Chapter 1 - First Break
I guess I should start with the fact that this was not the first time I broke my neck. When I was 17 and a junior in high school in St. Louis Missouri, we were running baseball drills in the second-floor wrestling practice room. Both the walls and the floor were tiled with that awful 2-inch-thick vinyl padding, which gives you just enough confidence to be a real dumb ass but not enough padding to save you from yourself. Falling directly in line with that, my friend Dan R. and I had drifted away from the baseball drills we were supposed to be doing and were doing that half ass wrestling where nobody really goes full out. At some point I found myself in a body lock with his arms around my hips lifting me up. That should’ve been it, that should’ve been game over, his win… But no, I had to try to get out of it and try to rotate.
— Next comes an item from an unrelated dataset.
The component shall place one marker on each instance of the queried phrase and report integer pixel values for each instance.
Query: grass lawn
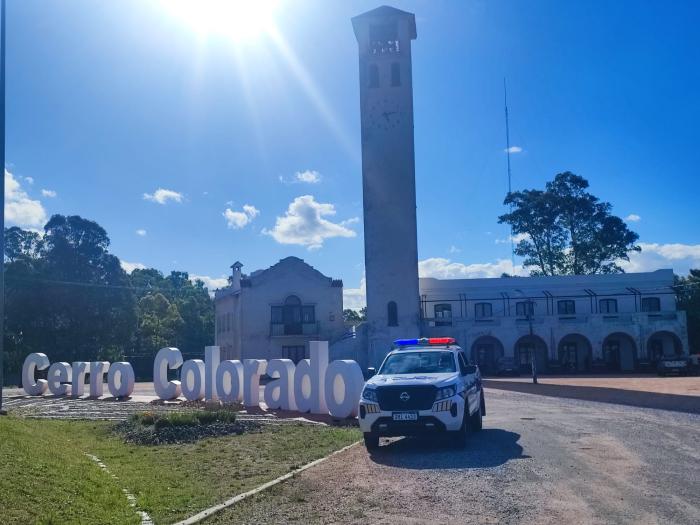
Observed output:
(45, 476)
Problem was, I didn’t know what he was doing and he didn’t know what I was doing and I quickly ended up upside down with him dropping me back down to the ground. BANG! I landed on the back of my head with the rest of my body coming straight down, slamming my chin into my chest and folding me in half. The world went silent for a moment, followed by a loud ringing noise, which slowly faded to reveal the sound of my own labored breathing; thinking back, the sound was oddly similar to the sound in movies and TV they use right after a bomb goes off and the character can’t hear. I laid there, not knowing what to do, or even if I was actually hurt. I’d been hit in the head a fair number of times in my life, I was a fairly injury prone child, but I had always remained conscious. This time felt different, I felt like I might’ve lost a step, I couldn’t quite breathe, and the back of my neck felt like I had been in a car accident (something I have experienced as both passenger and driver an odd number of times).
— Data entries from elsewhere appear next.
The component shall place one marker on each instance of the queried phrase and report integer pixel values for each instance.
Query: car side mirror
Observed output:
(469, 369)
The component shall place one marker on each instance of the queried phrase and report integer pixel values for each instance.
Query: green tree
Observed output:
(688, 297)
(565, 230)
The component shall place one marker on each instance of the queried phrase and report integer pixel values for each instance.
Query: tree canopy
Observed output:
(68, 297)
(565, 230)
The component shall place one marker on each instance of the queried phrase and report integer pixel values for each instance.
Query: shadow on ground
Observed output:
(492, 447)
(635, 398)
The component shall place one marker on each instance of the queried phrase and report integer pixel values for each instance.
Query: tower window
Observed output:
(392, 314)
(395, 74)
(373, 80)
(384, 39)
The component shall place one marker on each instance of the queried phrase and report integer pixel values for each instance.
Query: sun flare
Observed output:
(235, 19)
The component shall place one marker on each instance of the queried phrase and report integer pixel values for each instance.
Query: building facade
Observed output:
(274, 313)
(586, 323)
So, there I was, laying on those gross gray mats, with my teammates standing around trying to figure out what we were going to do. We couldn’t just go to the coach and say, “hey we were just fucking around and maaayyybe just broke Kenji’s neck???” Given that you had to take your shoes off to enter the wrestling room, and just outside of the room was the staircase down to the main gym floor, we thought, maybe we can drag my body down the stairs, stage the scene, and tell the coach someone was throwing me my shoe and I fell down the stairs? Over the course of freaking out and debating what to do, my hearing had come back, I was able to breathe again, and I seem to be able to move okay. I decided to gingerly walk down to the coach’s office and own up to what happened, but to try to leave Dan out of the story somehow. Well, after telling him what happened, being a responsible adult, coach Craig Sucher recognized the fact that I could have a spinal cord injury and brought me to the small nurse’s office, just off of the main gym. After hearing what happened and how I came down, the nurse called the paramedics; better safe than sorry.
The paramedics arrived and put my neck in a C collar as they examined me and asked me questions. They basically thought there was no chance I broke my neck; I would only be speculating as to how they came to that conclusion but I assume it was the fact that I had no obvious neurologic symptoms. But, just to be safe, they put me on the backboard, up on to the stretcher and out to the ambulance as groups of kids leaving school and heading into the parking lot watched on in curiosity.